锦曦将目光从那白衣男子的瞎眼上收回,心下暗叹口气,看来果真是个瞎子,心灵的窗户都没了。也是个可怜人。这样的一个连衣食住行都不能自理的可怜人,怎么着也不可能跟文鼎的强敌挂钩吧?
锦曦休息的也差不多,招呼着阿财阿旺。正要再次动身,后面,那青衣小厮上前几步,朝锦曦这边躬身哀求道:“东家姑娘,冒昧的问一句。你们是不是去县城啊?”
“你要做啥?”锦曦没回答他,反问道。
“是这样的。我家少爷也是要赶回县城去,东家姑娘,你们能不能顺路捎带一程啊?我不上车,我跟在后面跑就成,求求你了!”
锦曦扫了眼那边大树底下,正扭着脖子循着声音这边‘张望’的白衣男子,诧异问道:“你们要去哪里?还有,你们不是辆华丽的马车么?”
“那马车是租来的,用完就当了。我们是要去前面十五里地的胡村,我家少爷有门远亲在胡村。”青衣小厮道。
胡村?锦曦对长桥镇这一面的村子不太熟悉,正思忖要不要让他们搭乘一段顺风车的当际,那边大树底下的白衣男子扶着树干挣扎着站起身,从袖子里掏出十多个铜板来,朝锦曦他们说话声音的这边神来。
温润平和的声音带着一抹焦急道:“是茗山阁的东家姑娘吗?恳请你行个方便,这个时辰口,我们一路难拦车,我给你车资钱,成吗?”
这个时辰口确实不好拦车,锦曦看见那瞎子走路脚步虚浮,脸色发白的样子,也有些于心不忍。看了眼阿财和阿旺,他们也没有反对的意思,看来,大家都还很同情这样一个可怜人。
锦曦几步走到那白衣男子跟前,仰起脸看着他茫然空洞的眼睛,道:“举手之劳而已,让你的小厮起身别磕头了。”说完,从白衣男子宽大的掌心里,将那十几枚铜板毫不客气的接下来。
“成了,让你的小厮扶你上车吧,坐前面。”锦曦道,转身率先钻进了车厢。阿旺和阿财一个去牵马,一个紧随锦曦身后。
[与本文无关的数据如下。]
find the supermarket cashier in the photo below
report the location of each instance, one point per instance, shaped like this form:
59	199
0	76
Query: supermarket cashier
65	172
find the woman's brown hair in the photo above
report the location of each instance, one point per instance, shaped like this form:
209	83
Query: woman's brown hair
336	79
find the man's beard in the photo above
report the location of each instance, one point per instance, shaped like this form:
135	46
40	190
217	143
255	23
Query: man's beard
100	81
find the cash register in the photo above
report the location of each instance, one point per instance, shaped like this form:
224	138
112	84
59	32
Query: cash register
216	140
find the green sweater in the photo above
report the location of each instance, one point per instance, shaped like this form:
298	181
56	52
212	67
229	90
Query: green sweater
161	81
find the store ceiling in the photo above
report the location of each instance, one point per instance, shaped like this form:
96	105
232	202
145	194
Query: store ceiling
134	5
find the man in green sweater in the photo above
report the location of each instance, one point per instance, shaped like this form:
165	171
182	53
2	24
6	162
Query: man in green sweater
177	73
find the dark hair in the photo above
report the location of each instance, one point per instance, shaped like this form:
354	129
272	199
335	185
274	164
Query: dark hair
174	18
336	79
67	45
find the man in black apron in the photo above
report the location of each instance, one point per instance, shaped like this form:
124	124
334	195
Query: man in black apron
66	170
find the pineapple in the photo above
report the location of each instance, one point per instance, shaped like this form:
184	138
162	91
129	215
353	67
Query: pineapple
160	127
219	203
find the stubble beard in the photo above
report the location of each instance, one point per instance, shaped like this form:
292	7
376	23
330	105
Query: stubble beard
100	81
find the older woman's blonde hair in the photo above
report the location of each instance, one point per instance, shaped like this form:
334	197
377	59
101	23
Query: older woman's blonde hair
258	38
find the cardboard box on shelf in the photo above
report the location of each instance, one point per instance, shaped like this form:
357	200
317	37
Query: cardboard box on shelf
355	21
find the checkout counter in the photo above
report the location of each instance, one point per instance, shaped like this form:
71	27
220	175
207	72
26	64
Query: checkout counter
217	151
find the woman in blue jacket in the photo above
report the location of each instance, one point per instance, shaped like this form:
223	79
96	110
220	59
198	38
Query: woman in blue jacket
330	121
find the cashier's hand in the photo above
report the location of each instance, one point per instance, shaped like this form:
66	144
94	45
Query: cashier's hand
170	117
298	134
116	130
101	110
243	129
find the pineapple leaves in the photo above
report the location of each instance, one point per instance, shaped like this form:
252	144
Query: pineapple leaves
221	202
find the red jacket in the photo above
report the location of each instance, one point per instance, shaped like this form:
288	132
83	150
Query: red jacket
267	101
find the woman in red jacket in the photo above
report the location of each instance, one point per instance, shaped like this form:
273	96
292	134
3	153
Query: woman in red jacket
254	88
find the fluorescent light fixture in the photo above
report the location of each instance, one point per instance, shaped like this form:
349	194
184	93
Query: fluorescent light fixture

这边,灵宝屁颠着起身,跑过去扶住白衣男子往马车这边走来,安顿他坐在阿旺并排,阿财和灵宝则是跟在马车两侧,马车四平八稳的缓缓启动,以灵宝小跑的脚力能追赶的速度朝着前面驶去。
此去胡村十五里地的样子,一路上白衣男子都很安静规矩的坐在前面,锦曦坐在后面的车厢里,帘子放下来阻隔开。
阿旺得锦曦授意,一边赶车,一边有意无意的跟那白衣男子拉家常套话,锦曦坐在后面眯眼假寐,耳朵里分析着帘子前面传来的对话。
“听兄台的口音,不像是我们望海这一带的人?请问兄台家在何处啊?”阿旺的声音。
“兄台好耳力,我确实不是本地人氏,我从京城过来的。”白衣男子的声音。
大月国的京城,是在丽京,距离这里可是几千里的路程,远着呢!
“原来是从京城下来的贵人啊!”阿旺笑了下,接着道:“那你怎么只身带着一个小厮,跑到长桥镇那种小地方去了呢?探亲访友?总不会是做买卖吧?”
白衣男子谦虚的轻声了声,平和道:“实不相瞒,我这趟是瞒着家里人,出来寻医问药的,我这眼睛和脸,哎……”
“你家在京城,京城那是天子脚下,医术高的能人那不一抓一大把么?”阿旺问道。
“兄台这话就偏颇了。”白衣男子道,“正因为是天子脚下,能人辈出,可京城那地,富人贵人也是如那山上的松毛,一拢一大把。能人早已被那些富贵人用钱,用权,给捧得双目长在头顶上!剩下那些,不乏鱼目混珠之辈,病是诊不好,反倒误事!我这眼睛,从前还能看到一丝丝光亮,被先后几位说是杏林圣手的大夫轮番诊治后,如今是两眼一抹黑!哎呀,心烦啊!”
阿旺沉默了下,后面车厢里的锦曦也颇感诧异,白衣男子说话,颇为实在,京城那是达官显贵的云集地,像锦曦家这种家境的,在乡下那是活的逍遥快活又滋润,搁到京城去,那只比天桥底下卖艺乞讨的稍好一点点罢了。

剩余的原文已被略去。